As it stands right now, brands and individuals can use generative AI content in any way that they choose, once they’ve created it via these evolving systems. Technically, that content did not exist before the user typed in their prompt, so the ‘creator’ in a legal context would be the person who entered the query.
Though that’s also in question. The US Copyright Office says that AI-generated images actually can’t be copyrighted at all, as an element of ‘human authorship’ is required for such provision. So there may actually be no ‘creator’ in this sense, which seems like a legal minefield within itself.
Technically, as of right now, this is how the legal provisions stand on this front. Meanwhile, a range of artists are seeking changes to protect their copyrighted works – with the highly litigious music industry now also entering the fray – after an AI-generated track by Drake gained major notoriety online.
Indeed, the National Music Publishers Association has already issued an open letter which implores Congress to review the legality of allowing AI models to train on human-created musical works.
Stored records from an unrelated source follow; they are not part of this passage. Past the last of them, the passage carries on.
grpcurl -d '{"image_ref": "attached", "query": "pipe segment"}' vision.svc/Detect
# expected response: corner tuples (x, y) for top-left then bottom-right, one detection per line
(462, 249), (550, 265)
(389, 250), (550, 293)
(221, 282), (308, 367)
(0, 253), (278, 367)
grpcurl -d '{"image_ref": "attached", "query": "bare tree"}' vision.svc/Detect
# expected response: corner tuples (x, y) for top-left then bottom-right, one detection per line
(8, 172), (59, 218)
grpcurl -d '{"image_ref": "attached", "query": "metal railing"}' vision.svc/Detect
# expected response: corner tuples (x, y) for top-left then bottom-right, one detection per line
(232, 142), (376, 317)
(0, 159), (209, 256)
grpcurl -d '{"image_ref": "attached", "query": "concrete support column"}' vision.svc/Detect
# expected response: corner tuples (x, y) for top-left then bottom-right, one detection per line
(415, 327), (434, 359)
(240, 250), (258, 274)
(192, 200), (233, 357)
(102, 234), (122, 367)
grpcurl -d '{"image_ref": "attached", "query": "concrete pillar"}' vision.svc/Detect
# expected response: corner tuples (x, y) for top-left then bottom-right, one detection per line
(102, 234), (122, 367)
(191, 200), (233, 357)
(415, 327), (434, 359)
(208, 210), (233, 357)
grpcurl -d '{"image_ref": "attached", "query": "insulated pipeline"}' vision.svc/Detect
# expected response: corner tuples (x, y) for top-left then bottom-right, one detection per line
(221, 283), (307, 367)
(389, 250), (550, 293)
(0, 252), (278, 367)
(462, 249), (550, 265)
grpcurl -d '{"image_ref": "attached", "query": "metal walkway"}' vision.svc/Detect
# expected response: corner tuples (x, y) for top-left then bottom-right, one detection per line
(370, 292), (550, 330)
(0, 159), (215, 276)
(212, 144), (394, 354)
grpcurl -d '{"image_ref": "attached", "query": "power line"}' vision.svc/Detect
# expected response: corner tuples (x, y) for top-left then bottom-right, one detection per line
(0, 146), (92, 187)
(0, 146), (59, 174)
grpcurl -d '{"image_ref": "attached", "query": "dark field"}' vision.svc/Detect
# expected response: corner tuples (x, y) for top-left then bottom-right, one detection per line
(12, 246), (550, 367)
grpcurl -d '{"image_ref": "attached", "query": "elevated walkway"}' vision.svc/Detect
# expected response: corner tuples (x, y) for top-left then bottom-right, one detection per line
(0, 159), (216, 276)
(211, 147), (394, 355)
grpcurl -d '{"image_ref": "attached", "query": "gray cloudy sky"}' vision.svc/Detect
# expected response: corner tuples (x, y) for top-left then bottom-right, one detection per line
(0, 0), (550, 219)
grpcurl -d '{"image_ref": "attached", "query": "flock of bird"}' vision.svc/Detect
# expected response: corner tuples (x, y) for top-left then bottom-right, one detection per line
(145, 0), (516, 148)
As they should – this track does sound like Drake, and it does, by all accounts, impinge on Drake’s copyright, being his distinctive voice and style, as it wouldn’t have gained its popularity without that likeness.
There does seem to be some legal basis here, as there is in many of these cases, but essentially, right now, the law has simply not caught up to the usage of generative AI tools, and there’s no definitive legal instrument to stop people from creating, and profiting from AI-generated works, no matter how derivative they might be.
And this is aside from the misinformation, and misunderstanding, that’s also being sparked by these increasingly convincing AI-generated images.
There have been several major cases already where AI-generated visuals have been so convincing that they’ve sparked confusion, and even had impacts on stock prices as a result.
The AI-generated ‘Pope in a puffer jacket’, for example, had many questioning its authenticity.
While more recently, an AI-generated image of an explosion outside the Pentagon sparked a brief panic, before clarification that it wasn’t a real event.
Within all of these cases, the concern, aside from copyright infringement, is that we soon won’t be able to tell what’s real and authentic, and what’s not, as these tools get better and better at replicating human creation, and blurring the lines of creative capacity.
Microsoft is looking to address this with the addition of cryptographic watermarks on all of the images generated by its AI tools – which is a lot, now that Microsoft has partnered with OpenAI and is looking to integrate OpenAI’s systems into all of its apps.
Working with The Coalition for Content Provenance and Authority (C2PA), Microsoft’s looking to add an extra level of transparency to AI-generated images by ensuring that all of its generated elements have these watermarks built into their metadata, so that viewers will have a means to confirm whether any image is actually real, or AI created.
Though, that can likely be negated by using screenshots, or other means that strip the core data coding. It’s another measure, for sure, and potentially an important one. But, again, we simply don’t have the systems in place to ensure absolute detection and identification of generative AI images, nor the legal basis to enforce infringement within such, even with those markers being present.
What does that mean from a usage context? Well, right now, you are indeed free to use generative AI content for personal or business reasons, though I would tread carefully if you wanted to, say, use a celebrity likeness.
It’s impossible to know how this will change in future, but AI-generated endorsements like the recent fake Ryan Reynolds ad for Tesla (which is not an official Tesla promotion) seem like a prime target for legal reproach.
That video has been pulled from its original source online, which suggests that while you can create AI content, and you can replicate the likeness of a celebrity, with no definitive legal recourse in place as yet, there are lines that are being drawn, and provisions that are being set in place.
And, with the music industry now paying attention, I suspect that new rules will be drawn up sometime soon to restrict what can be done with generative AI tools in this respect.
But for backgrounds, minor elements, for content that’s not clearly derivative of an artist’s work, you can indeed use generative AI, legally, within your business content. That also counts for text – though make sure you double and triple check, because ChatGPT, in particular, has a propensity to make things up.